Optical tomography aims to reconstruct the cross-sectional distribution from numerous projections along various orientations. Due to its 'hard-field', high spatial and temporal resolution, this technique has been widely used in multi-phase flow monitoring, temperature and species concentration measurement and functional tissue imaging. Optical tomography adopts light emitters to emit laser beams, which are attenuated by the medium. The outgoing light is then detected by photosensitive receivers. Reconstruction algorithms are used to reconstruct the absorption distribution of the medium. Intrusively, increasing light beams and receivers will improve the reconstruction performance. However, this approach is not appropriate when the light access or installation space is limited. Meanwhile, the reported tomography sensors usually have regular arrangement, which forms a non-uniform sensitivity matrix and the region of interest (ROI) is detected unevenly. In this work, we propose an optimization method based on uniformity coefficient and genetic algorithm (GA). We hope our method can provide an optimized sensor configuration that has a uniform sensitivity matrix and improved reconstruction performance.
Sensitivity matrix relates the practical distribution to the numerous projections, which is important for image reconstruction. It is well recognized that uniform sensitivity matrix promises improved reconstruction performance. While the reconstructed images have large error when the matrix has low uniformity. In this work, uniformity coefficient is introduced to represent the uniformity of the matrix. Meanwhile, we assume that the uniformity coefficient is directly related to the quality of image reconstruction, namely, lower uniformity coefficient leads to improved reconstruction performance, and larger value leads to deteriorated performance. The optimization procedure mainly includes the following steps. Firstly, reconstruction with 60 configurations and 10 distributions are implemented to verify the effectiveness of the uniformity coefficient as a predictor. The number of the light emitters and receivers are both 25. Secondly, we adopt GA to optimize the arrangement of the emitters and receivers. The fitness function is set as the uniformity coefficient. Finally, we analyze the optimized configuration and compare its reconstruction performance with the random and regular configurations.

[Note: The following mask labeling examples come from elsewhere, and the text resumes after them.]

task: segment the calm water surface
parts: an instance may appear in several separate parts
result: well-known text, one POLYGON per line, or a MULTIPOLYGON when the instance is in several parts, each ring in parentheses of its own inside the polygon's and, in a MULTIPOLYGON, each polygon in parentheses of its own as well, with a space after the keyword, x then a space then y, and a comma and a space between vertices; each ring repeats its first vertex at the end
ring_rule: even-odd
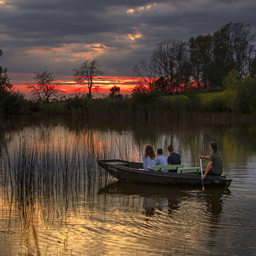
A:
MULTIPOLYGON (((1 255, 256 255, 256 125, 0 120, 1 255), (229 189, 117 182, 97 159, 170 143, 185 167, 219 145, 229 189)), ((207 161, 203 163, 206 167, 207 161)))

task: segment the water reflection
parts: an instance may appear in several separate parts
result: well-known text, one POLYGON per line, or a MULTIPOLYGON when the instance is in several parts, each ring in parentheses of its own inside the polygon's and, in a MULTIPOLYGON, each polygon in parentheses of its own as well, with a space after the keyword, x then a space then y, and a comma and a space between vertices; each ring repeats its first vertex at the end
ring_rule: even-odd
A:
POLYGON ((174 121, 1 119, 1 251, 253 255, 255 127, 174 121), (199 166, 211 140, 234 178, 230 190, 113 183, 97 164, 141 161, 145 144, 172 142, 184 165, 199 166))

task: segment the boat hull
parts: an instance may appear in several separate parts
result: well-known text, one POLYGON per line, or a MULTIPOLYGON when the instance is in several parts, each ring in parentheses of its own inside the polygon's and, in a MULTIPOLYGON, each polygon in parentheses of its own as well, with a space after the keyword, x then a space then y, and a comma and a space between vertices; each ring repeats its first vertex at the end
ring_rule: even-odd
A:
MULTIPOLYGON (((200 175, 139 170, 142 163, 123 160, 99 160, 99 165, 118 180, 133 183, 161 185, 166 186, 184 185, 202 187, 200 175)), ((228 187, 232 180, 224 175, 210 176, 204 179, 204 187, 228 187)))

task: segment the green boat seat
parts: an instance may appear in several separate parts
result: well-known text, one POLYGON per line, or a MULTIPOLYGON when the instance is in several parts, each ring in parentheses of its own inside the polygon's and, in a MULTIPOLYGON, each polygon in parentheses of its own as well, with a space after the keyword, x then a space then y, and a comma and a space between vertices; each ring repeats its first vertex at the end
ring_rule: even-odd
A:
POLYGON ((201 169, 200 167, 180 168, 177 170, 178 173, 197 173, 201 169))
POLYGON ((153 170, 178 170, 179 168, 184 168, 184 166, 182 165, 156 165, 153 167, 153 170))

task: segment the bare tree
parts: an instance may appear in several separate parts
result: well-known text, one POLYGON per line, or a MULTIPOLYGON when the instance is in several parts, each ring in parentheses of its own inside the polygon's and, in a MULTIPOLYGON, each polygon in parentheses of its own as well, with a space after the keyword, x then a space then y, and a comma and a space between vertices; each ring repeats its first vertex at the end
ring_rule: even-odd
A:
POLYGON ((102 66, 97 59, 87 59, 78 69, 72 70, 74 80, 81 85, 81 88, 88 88, 88 98, 92 98, 93 91, 97 91, 101 89, 100 86, 95 84, 95 81, 101 79, 104 72, 101 70, 102 66))
POLYGON ((61 92, 59 84, 54 84, 55 76, 52 73, 34 73, 34 83, 28 83, 26 86, 27 91, 33 93, 33 97, 39 101, 48 102, 50 99, 56 97, 61 92))
POLYGON ((144 84, 148 91, 153 92, 157 89, 156 82, 158 79, 156 70, 152 61, 142 59, 133 68, 134 82, 144 84))

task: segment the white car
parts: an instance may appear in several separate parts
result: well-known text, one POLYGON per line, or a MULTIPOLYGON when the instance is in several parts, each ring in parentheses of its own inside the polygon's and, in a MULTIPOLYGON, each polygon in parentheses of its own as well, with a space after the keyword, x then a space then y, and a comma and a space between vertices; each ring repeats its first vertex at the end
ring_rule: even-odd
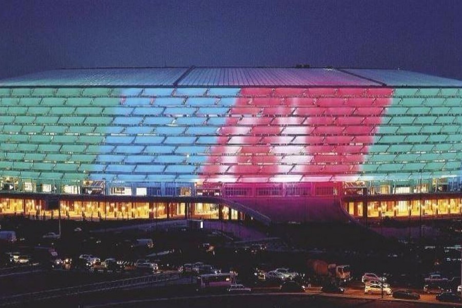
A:
POLYGON ((434 274, 429 275, 428 277, 424 279, 426 283, 431 283, 432 282, 441 282, 442 281, 447 281, 448 278, 444 277, 439 274, 434 274))
POLYGON ((44 235, 42 237, 44 239, 57 239, 60 238, 60 235, 56 234, 54 232, 48 232, 46 234, 44 235))
POLYGON ((361 278, 361 281, 363 283, 365 283, 367 281, 370 280, 378 280, 379 281, 386 281, 387 278, 378 276, 373 273, 365 273, 361 278))
MULTIPOLYGON (((392 290, 389 286, 383 288, 383 294, 391 295, 392 290)), ((382 287, 380 284, 366 284, 364 288, 364 294, 381 294, 382 287)))
MULTIPOLYGON (((383 286, 384 287, 388 287, 389 286, 390 286, 390 284, 389 284, 387 282, 384 282, 383 283, 383 286)), ((366 285, 371 285, 371 284, 378 284, 379 285, 380 285, 382 284, 382 282, 380 281, 380 280, 367 280, 364 282, 364 284, 366 285)))
POLYGON ((286 267, 276 268, 274 271, 281 274, 284 277, 284 278, 286 279, 292 279, 298 276, 298 273, 286 267))
POLYGON ((285 279, 285 277, 281 273, 276 272, 276 271, 272 271, 268 272, 265 275, 265 279, 267 280, 283 280, 285 279))
POLYGON ((228 292, 230 293, 248 293, 251 292, 252 290, 249 287, 245 286, 243 284, 232 284, 228 288, 228 292))

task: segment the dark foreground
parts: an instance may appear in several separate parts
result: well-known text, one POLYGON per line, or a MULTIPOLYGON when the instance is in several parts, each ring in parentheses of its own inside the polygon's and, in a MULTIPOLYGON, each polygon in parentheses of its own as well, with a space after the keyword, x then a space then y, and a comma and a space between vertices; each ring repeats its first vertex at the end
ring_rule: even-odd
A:
MULTIPOLYGON (((62 304, 62 302, 61 303, 62 304)), ((57 306, 59 303, 48 306, 57 306)), ((343 307, 361 307, 361 308, 414 308, 454 306, 455 305, 444 305, 441 304, 429 304, 418 302, 407 302, 398 300, 381 300, 380 299, 345 299, 323 296, 310 296, 298 294, 252 294, 252 295, 216 295, 196 296, 176 298, 152 299, 126 299, 123 302, 107 303, 92 304, 87 303, 80 305, 69 305, 68 307, 152 307, 165 308, 330 308, 343 307)))
POLYGON ((429 308, 462 307, 460 304, 426 303, 397 300, 342 297, 325 294, 254 293, 250 294, 198 294, 190 286, 168 285, 141 290, 92 293, 65 298, 23 304, 21 307, 79 308, 429 308))

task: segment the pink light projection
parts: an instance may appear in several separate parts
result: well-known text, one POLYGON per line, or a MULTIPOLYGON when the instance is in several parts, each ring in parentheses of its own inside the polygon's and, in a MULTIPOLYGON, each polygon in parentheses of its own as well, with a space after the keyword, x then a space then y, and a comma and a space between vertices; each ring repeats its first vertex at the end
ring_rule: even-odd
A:
POLYGON ((204 182, 354 177, 392 89, 241 89, 201 171, 204 182))

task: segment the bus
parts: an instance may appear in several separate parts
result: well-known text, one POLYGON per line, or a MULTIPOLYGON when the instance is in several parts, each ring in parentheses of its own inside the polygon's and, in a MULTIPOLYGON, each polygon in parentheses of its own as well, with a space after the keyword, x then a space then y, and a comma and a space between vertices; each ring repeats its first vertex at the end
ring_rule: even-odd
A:
POLYGON ((198 291, 224 291, 234 282, 234 274, 230 273, 208 274, 197 277, 198 291))

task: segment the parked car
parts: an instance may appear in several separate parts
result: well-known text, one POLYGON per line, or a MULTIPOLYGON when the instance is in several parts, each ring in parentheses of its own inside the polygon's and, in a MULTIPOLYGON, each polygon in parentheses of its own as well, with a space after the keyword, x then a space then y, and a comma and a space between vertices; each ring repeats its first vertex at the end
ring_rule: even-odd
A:
POLYGON ((90 272, 98 273, 99 272, 106 272, 106 264, 104 262, 97 261, 91 264, 89 268, 90 272))
POLYGON ((420 299, 420 295, 411 290, 398 290, 393 292, 392 295, 394 298, 404 299, 420 299))
POLYGON ((460 296, 452 292, 443 292, 436 295, 437 300, 451 303, 460 303, 461 302, 460 296))
POLYGON ((428 294, 439 294, 450 290, 449 285, 444 286, 438 283, 429 283, 424 286, 424 292, 428 294))
POLYGON ((142 263, 137 265, 137 270, 142 273, 154 274, 159 270, 156 263, 142 263))
POLYGON ((286 267, 276 268, 274 271, 281 274, 285 279, 292 279, 298 276, 298 273, 286 267))
POLYGON ((227 291, 230 293, 248 293, 252 291, 251 288, 240 284, 232 284, 227 289, 227 291))
POLYGON ((221 271, 220 270, 216 268, 211 265, 208 265, 206 264, 200 266, 198 270, 198 274, 199 275, 205 274, 220 274, 220 273, 221 273, 221 271))
POLYGON ((305 286, 295 281, 285 281, 279 287, 281 292, 304 292, 305 286))
POLYGON ((18 257, 16 263, 19 264, 28 264, 30 262, 30 257, 29 256, 22 255, 18 257))
POLYGON ((373 273, 365 273, 363 275, 362 275, 362 277, 361 278, 361 281, 362 281, 363 283, 365 283, 367 282, 374 280, 375 281, 386 281, 387 278, 384 277, 379 276, 377 274, 374 274, 373 273))
POLYGON ((366 284, 364 287, 364 294, 381 294, 383 290, 383 294, 387 295, 391 295, 392 290, 390 288, 390 286, 385 286, 383 285, 383 289, 382 286, 380 284, 366 284))
POLYGON ((121 271, 123 271, 124 270, 124 267, 122 265, 122 262, 118 262, 117 260, 113 258, 108 258, 105 260, 104 265, 106 266, 106 271, 120 272, 121 271))
POLYGON ((192 273, 198 274, 199 273, 199 268, 201 266, 205 265, 205 264, 203 262, 197 262, 195 263, 192 263, 191 264, 191 271, 192 273))
POLYGON ((326 284, 322 286, 321 291, 326 293, 342 294, 345 292, 345 289, 333 284, 326 284))
POLYGON ((283 280, 285 277, 281 273, 272 271, 265 274, 265 278, 267 280, 283 280))
POLYGON ((379 285, 381 285, 383 284, 383 287, 388 287, 390 286, 390 284, 387 283, 387 282, 382 282, 380 280, 367 280, 364 282, 365 285, 368 285, 369 284, 378 284, 379 285))
POLYGON ((132 247, 145 247, 150 249, 154 247, 154 243, 151 239, 138 239, 132 244, 132 247))
POLYGON ((434 274, 429 275, 424 280, 426 283, 431 283, 432 282, 441 282, 441 281, 447 281, 448 278, 444 277, 439 274, 434 274))
POLYGON ((60 238, 60 235, 56 234, 54 232, 48 232, 46 234, 44 234, 42 237, 44 239, 56 240, 60 238))

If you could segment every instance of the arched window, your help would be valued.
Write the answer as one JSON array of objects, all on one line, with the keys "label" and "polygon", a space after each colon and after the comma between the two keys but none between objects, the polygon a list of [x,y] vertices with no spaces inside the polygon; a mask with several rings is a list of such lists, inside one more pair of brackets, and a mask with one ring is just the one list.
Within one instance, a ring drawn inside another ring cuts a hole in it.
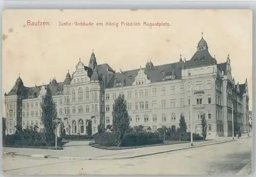
[{"label": "arched window", "polygon": [[78,100],[82,100],[82,87],[78,88]]},{"label": "arched window", "polygon": [[176,121],[176,115],[175,113],[172,113],[170,115],[170,121]]},{"label": "arched window", "polygon": [[153,122],[157,122],[157,115],[156,114],[153,114],[153,116],[152,116],[152,121]]},{"label": "arched window", "polygon": [[72,122],[72,134],[76,134],[76,122],[75,120]]},{"label": "arched window", "polygon": [[72,101],[76,100],[76,91],[74,88],[72,90]]},{"label": "arched window", "polygon": [[94,94],[93,93],[92,93],[92,100],[94,100]]},{"label": "arched window", "polygon": [[89,98],[89,88],[88,86],[86,88],[86,98],[87,99]]},{"label": "arched window", "polygon": [[79,122],[79,130],[80,134],[83,134],[84,131],[84,126],[83,126],[83,121],[82,120],[80,120]]}]

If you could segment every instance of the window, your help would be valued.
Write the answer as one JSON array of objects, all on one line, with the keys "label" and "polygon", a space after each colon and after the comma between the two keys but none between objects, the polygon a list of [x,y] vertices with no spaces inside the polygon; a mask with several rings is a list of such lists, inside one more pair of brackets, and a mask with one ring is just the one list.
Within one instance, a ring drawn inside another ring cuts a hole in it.
[{"label": "window", "polygon": [[196,85],[196,90],[202,90],[203,88],[203,84],[199,83]]},{"label": "window", "polygon": [[182,94],[184,93],[184,85],[181,85],[180,87],[180,93]]},{"label": "window", "polygon": [[203,102],[203,99],[202,98],[197,99],[197,104],[202,104]]},{"label": "window", "polygon": [[78,106],[78,113],[82,113],[82,106]]},{"label": "window", "polygon": [[165,87],[162,87],[161,88],[161,93],[162,95],[165,95],[165,93],[166,92],[166,90],[165,89]]},{"label": "window", "polygon": [[211,131],[211,124],[208,124],[208,130]]},{"label": "window", "polygon": [[148,122],[148,116],[147,115],[144,115],[144,122]]},{"label": "window", "polygon": [[211,120],[211,113],[210,110],[209,110],[208,112],[208,120]]},{"label": "window", "polygon": [[175,94],[176,93],[176,87],[175,86],[171,86],[170,87],[170,94]]},{"label": "window", "polygon": [[172,113],[170,115],[170,121],[172,122],[176,121],[176,116],[175,113]]},{"label": "window", "polygon": [[86,106],[86,111],[87,113],[89,113],[89,111],[90,111],[90,108],[89,108],[89,105],[87,105]]},{"label": "window", "polygon": [[152,101],[152,108],[156,109],[157,108],[157,101]]},{"label": "window", "polygon": [[211,98],[210,97],[210,95],[207,95],[207,103],[208,104],[210,104],[211,103]]},{"label": "window", "polygon": [[144,102],[140,101],[140,109],[144,109]]},{"label": "window", "polygon": [[82,87],[79,87],[78,88],[78,100],[80,101],[82,100]]},{"label": "window", "polygon": [[116,98],[116,94],[115,93],[114,93],[113,94],[113,100],[115,99]]},{"label": "window", "polygon": [[143,97],[143,94],[144,93],[143,93],[143,90],[140,90],[139,91],[139,96],[140,97]]},{"label": "window", "polygon": [[76,100],[76,91],[75,89],[72,90],[72,101],[74,101]]},{"label": "window", "polygon": [[136,115],[136,122],[139,122],[140,121],[140,116],[139,115]]},{"label": "window", "polygon": [[86,99],[87,100],[89,99],[89,88],[88,86],[86,88]]},{"label": "window", "polygon": [[110,105],[106,105],[106,112],[109,112],[110,111]]},{"label": "window", "polygon": [[147,89],[145,89],[145,96],[147,97]]},{"label": "window", "polygon": [[128,103],[128,105],[127,105],[127,107],[128,110],[132,109],[132,103]]},{"label": "window", "polygon": [[138,97],[138,91],[135,91],[135,98],[137,98]]},{"label": "window", "polygon": [[127,92],[127,97],[128,98],[132,98],[132,92],[131,91]]},{"label": "window", "polygon": [[162,122],[165,122],[166,121],[166,115],[165,114],[162,114]]},{"label": "window", "polygon": [[157,88],[152,88],[152,95],[156,95],[157,94]]},{"label": "window", "polygon": [[180,99],[180,106],[181,107],[184,106],[184,98]]},{"label": "window", "polygon": [[211,85],[210,83],[210,81],[207,80],[207,82],[206,83],[206,87],[207,87],[207,88],[208,88],[208,89],[211,88]]},{"label": "window", "polygon": [[203,119],[203,113],[199,112],[197,113],[197,119],[202,120]]},{"label": "window", "polygon": [[162,108],[164,108],[166,105],[166,100],[162,100],[161,101]]},{"label": "window", "polygon": [[170,99],[170,107],[176,107],[176,100],[175,99]]},{"label": "window", "polygon": [[156,114],[153,114],[152,116],[152,121],[155,122],[157,122],[157,117]]},{"label": "window", "polygon": [[62,115],[62,109],[59,108],[59,115]]},{"label": "window", "polygon": [[138,102],[135,102],[135,110],[138,110],[139,107],[138,107]]},{"label": "window", "polygon": [[145,108],[146,109],[148,109],[148,101],[145,102]]},{"label": "window", "polygon": [[109,117],[106,117],[106,123],[110,123],[110,119]]}]

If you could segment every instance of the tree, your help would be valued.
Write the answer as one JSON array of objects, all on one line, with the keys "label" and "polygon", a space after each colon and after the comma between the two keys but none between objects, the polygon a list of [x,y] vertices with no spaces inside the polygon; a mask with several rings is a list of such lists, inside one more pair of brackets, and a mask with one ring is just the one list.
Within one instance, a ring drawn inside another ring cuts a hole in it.
[{"label": "tree", "polygon": [[110,125],[110,124],[106,125],[106,129],[108,131],[111,131],[111,130],[112,129],[112,125]]},{"label": "tree", "polygon": [[55,103],[53,102],[52,93],[48,87],[46,87],[46,93],[42,98],[42,116],[41,120],[45,128],[45,136],[47,142],[51,142],[54,139],[55,125],[53,119],[57,116]]},{"label": "tree", "polygon": [[92,127],[92,120],[88,120],[87,122],[86,133],[89,136],[92,136],[93,134],[93,129]]},{"label": "tree", "polygon": [[130,125],[130,116],[123,95],[120,94],[115,100],[113,110],[113,132],[117,138],[117,145],[120,146]]},{"label": "tree", "polygon": [[105,128],[103,124],[100,124],[98,125],[98,133],[100,135],[102,132],[105,132]]},{"label": "tree", "polygon": [[202,120],[201,120],[201,125],[202,126],[202,136],[205,140],[207,136],[207,122],[205,119],[205,114],[203,114]]},{"label": "tree", "polygon": [[185,134],[187,132],[187,124],[186,123],[186,121],[185,120],[185,117],[182,114],[180,115],[180,123],[179,123],[179,125],[180,126],[180,130],[181,134]]}]

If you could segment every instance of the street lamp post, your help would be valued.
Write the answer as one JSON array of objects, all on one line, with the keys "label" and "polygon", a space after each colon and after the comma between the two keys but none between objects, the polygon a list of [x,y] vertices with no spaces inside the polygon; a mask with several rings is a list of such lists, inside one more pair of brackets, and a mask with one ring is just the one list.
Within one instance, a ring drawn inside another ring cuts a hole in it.
[{"label": "street lamp post", "polygon": [[58,124],[60,122],[60,118],[53,118],[53,122],[55,124],[55,149],[57,149],[58,145]]},{"label": "street lamp post", "polygon": [[234,110],[233,103],[232,103],[232,138],[234,140]]},{"label": "street lamp post", "polygon": [[193,145],[193,121],[192,121],[192,111],[193,111],[193,105],[192,103],[193,101],[192,100],[193,98],[192,97],[193,96],[193,95],[192,94],[192,81],[190,81],[190,140],[191,140],[191,145]]},{"label": "street lamp post", "polygon": [[249,137],[249,116],[247,113],[246,113],[246,119],[247,120],[247,136]]}]

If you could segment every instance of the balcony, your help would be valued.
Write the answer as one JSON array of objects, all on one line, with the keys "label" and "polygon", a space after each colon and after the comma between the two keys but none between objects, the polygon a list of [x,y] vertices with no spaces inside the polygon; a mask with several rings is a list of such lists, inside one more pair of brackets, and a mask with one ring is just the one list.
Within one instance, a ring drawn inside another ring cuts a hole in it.
[{"label": "balcony", "polygon": [[194,104],[193,106],[195,109],[202,109],[205,107],[205,104]]}]

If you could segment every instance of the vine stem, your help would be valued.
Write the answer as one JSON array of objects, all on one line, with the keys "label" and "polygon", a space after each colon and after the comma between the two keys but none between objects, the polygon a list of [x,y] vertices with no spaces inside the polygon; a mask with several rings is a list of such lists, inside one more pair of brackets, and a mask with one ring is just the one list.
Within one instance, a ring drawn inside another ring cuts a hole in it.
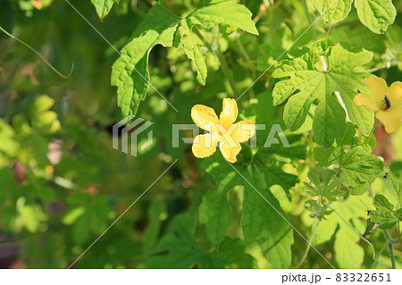
[{"label": "vine stem", "polygon": [[226,80],[229,82],[229,85],[230,86],[231,91],[233,93],[233,96],[238,97],[239,93],[238,90],[238,88],[236,87],[236,82],[233,79],[233,77],[230,74],[230,70],[229,68],[228,63],[226,62],[225,57],[223,56],[222,53],[221,52],[219,46],[212,46],[211,44],[204,38],[203,35],[197,30],[197,29],[194,29],[193,31],[195,34],[203,41],[204,45],[215,55],[218,57],[219,63],[221,63],[221,68],[223,72],[223,76],[226,78]]},{"label": "vine stem", "polygon": [[387,230],[383,230],[382,232],[384,233],[385,239],[387,239],[388,247],[389,248],[392,269],[397,269],[397,265],[395,264],[394,243],[397,243],[398,239],[393,239]]},{"label": "vine stem", "polygon": [[376,259],[376,256],[375,256],[375,248],[374,246],[367,239],[365,239],[364,236],[362,236],[354,227],[352,227],[352,225],[347,221],[345,220],[344,217],[342,217],[340,215],[340,214],[339,214],[334,208],[332,208],[330,205],[326,204],[327,206],[331,209],[357,236],[359,236],[360,239],[362,239],[363,240],[364,240],[367,244],[370,245],[370,247],[373,249],[373,259]]},{"label": "vine stem", "polygon": [[28,47],[30,51],[32,51],[35,54],[37,54],[52,71],[54,71],[58,76],[63,78],[63,79],[68,79],[71,73],[72,73],[72,70],[74,69],[74,63],[71,63],[71,69],[70,71],[70,72],[67,75],[63,75],[59,71],[57,71],[45,57],[43,57],[42,54],[40,54],[38,52],[36,51],[35,48],[33,48],[32,46],[30,46],[29,45],[28,45],[27,43],[25,43],[24,41],[21,40],[20,38],[13,36],[11,33],[9,33],[8,31],[6,31],[4,29],[3,29],[2,26],[0,26],[0,30],[3,31],[4,34],[6,34],[8,37],[10,37],[13,39],[15,39],[16,41],[18,41],[20,44],[22,44],[23,46],[25,46],[26,47]]},{"label": "vine stem", "polygon": [[315,225],[314,231],[313,231],[313,235],[311,236],[310,239],[308,240],[307,247],[306,248],[306,251],[303,254],[303,256],[300,259],[300,261],[298,262],[298,264],[296,266],[296,268],[300,268],[300,266],[303,264],[303,263],[305,262],[306,258],[307,257],[308,252],[310,251],[311,244],[313,243],[313,240],[315,238],[315,233],[317,232],[317,229],[318,229],[318,225],[320,224],[320,222],[321,221],[319,221],[319,220],[317,221],[317,224]]}]

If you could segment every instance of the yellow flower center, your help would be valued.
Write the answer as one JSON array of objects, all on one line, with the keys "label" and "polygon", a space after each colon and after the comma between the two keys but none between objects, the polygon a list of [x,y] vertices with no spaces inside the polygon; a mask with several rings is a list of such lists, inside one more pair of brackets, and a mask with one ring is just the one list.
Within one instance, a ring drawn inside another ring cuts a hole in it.
[{"label": "yellow flower center", "polygon": [[386,111],[390,108],[390,101],[387,96],[384,96],[384,104],[381,105],[381,110]]}]

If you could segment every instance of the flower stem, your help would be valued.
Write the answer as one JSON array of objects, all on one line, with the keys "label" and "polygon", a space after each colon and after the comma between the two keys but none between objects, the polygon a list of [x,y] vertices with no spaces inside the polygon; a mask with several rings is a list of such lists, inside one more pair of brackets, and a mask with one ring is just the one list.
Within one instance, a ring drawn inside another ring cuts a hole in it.
[{"label": "flower stem", "polygon": [[3,31],[4,34],[6,34],[8,37],[10,37],[13,39],[15,39],[16,41],[18,41],[19,43],[22,44],[23,46],[25,46],[26,47],[28,47],[29,49],[30,49],[35,54],[37,54],[52,71],[54,71],[58,76],[63,78],[63,79],[68,79],[70,77],[70,75],[71,75],[72,73],[72,70],[74,68],[74,64],[71,63],[71,70],[70,71],[70,72],[67,75],[63,75],[59,71],[57,71],[45,57],[43,57],[42,54],[40,54],[38,52],[37,52],[32,46],[30,46],[29,45],[28,45],[27,43],[25,43],[24,41],[21,40],[20,38],[13,36],[12,34],[10,34],[8,31],[6,31],[4,29],[3,29],[2,26],[0,26],[0,30]]}]

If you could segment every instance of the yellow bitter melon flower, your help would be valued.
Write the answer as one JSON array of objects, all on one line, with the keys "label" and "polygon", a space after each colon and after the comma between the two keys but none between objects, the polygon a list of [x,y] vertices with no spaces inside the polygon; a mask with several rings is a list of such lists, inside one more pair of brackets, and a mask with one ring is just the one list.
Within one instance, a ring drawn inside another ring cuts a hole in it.
[{"label": "yellow bitter melon flower", "polygon": [[388,87],[383,79],[371,76],[363,83],[373,96],[357,94],[353,100],[355,104],[374,111],[388,133],[398,130],[402,123],[402,82],[397,81]]},{"label": "yellow bitter melon flower", "polygon": [[222,105],[219,119],[213,108],[203,105],[196,105],[191,109],[194,122],[209,131],[194,138],[192,150],[196,157],[208,157],[214,155],[219,143],[223,157],[233,163],[241,150],[240,143],[255,135],[255,125],[250,120],[234,123],[239,113],[236,100],[225,98]]}]

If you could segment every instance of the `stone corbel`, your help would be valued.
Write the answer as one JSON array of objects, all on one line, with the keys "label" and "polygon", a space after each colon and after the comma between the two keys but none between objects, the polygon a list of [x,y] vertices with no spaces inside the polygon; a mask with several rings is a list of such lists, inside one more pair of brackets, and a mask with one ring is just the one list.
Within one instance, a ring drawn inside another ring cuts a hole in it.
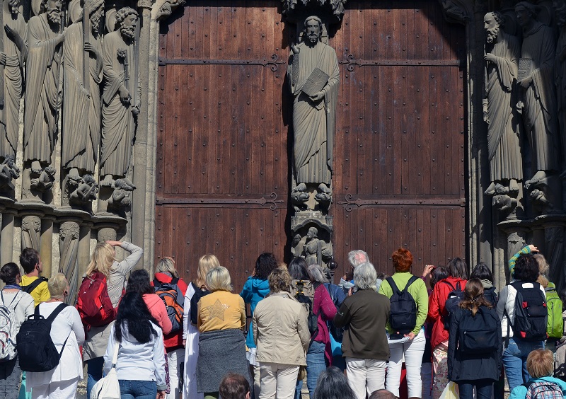
[{"label": "stone corbel", "polygon": [[439,0],[439,1],[446,21],[466,25],[472,20],[474,13],[472,0]]},{"label": "stone corbel", "polygon": [[157,0],[153,5],[148,0],[138,1],[138,7],[142,7],[142,3],[150,3],[151,9],[151,21],[161,21],[166,19],[173,13],[175,8],[184,6],[185,0]]}]

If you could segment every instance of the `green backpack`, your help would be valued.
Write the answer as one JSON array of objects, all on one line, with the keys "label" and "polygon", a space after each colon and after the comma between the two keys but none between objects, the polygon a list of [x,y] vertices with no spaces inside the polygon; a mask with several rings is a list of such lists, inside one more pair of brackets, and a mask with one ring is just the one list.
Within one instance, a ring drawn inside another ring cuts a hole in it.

This paper presents an optimization method for optical tomography sensor configuration based on GA. The following conclusions can be concluded. Firstly, simulation experiments of randomly generated configurations and distributions verify that the uniformity coefficient is an effective predictor for reconstruction performance. Configuration with low uniformity coefficient has uniform sensitivity matrix and beam arrangement, and improved reconstruction performance. On the contrary, configuration with large uniformity coefficient has uneven beam arrangement, and its reconstruction performance is deteriorated. Secondly, GA is used to implement the optimization, and we take the uniformity coefficient as the fitness function. The optimized configuration provided by GA has a uniformity coefficient of 0.288. Different distributions have been considered and the reconstruction results indicate the superiority of the optimized configuration over the random and regular configurations. The optimization method has been proven to be effective. Thirdly, reconstruction results display that the practical distribution has significant influence on the performance of the configurations. Since the uniformity coefficient is only related to the configuration, the optimization results are independent to the practical distribution and this optimization method can be used in the applications where the priori information of the distributions is difficult to obtain.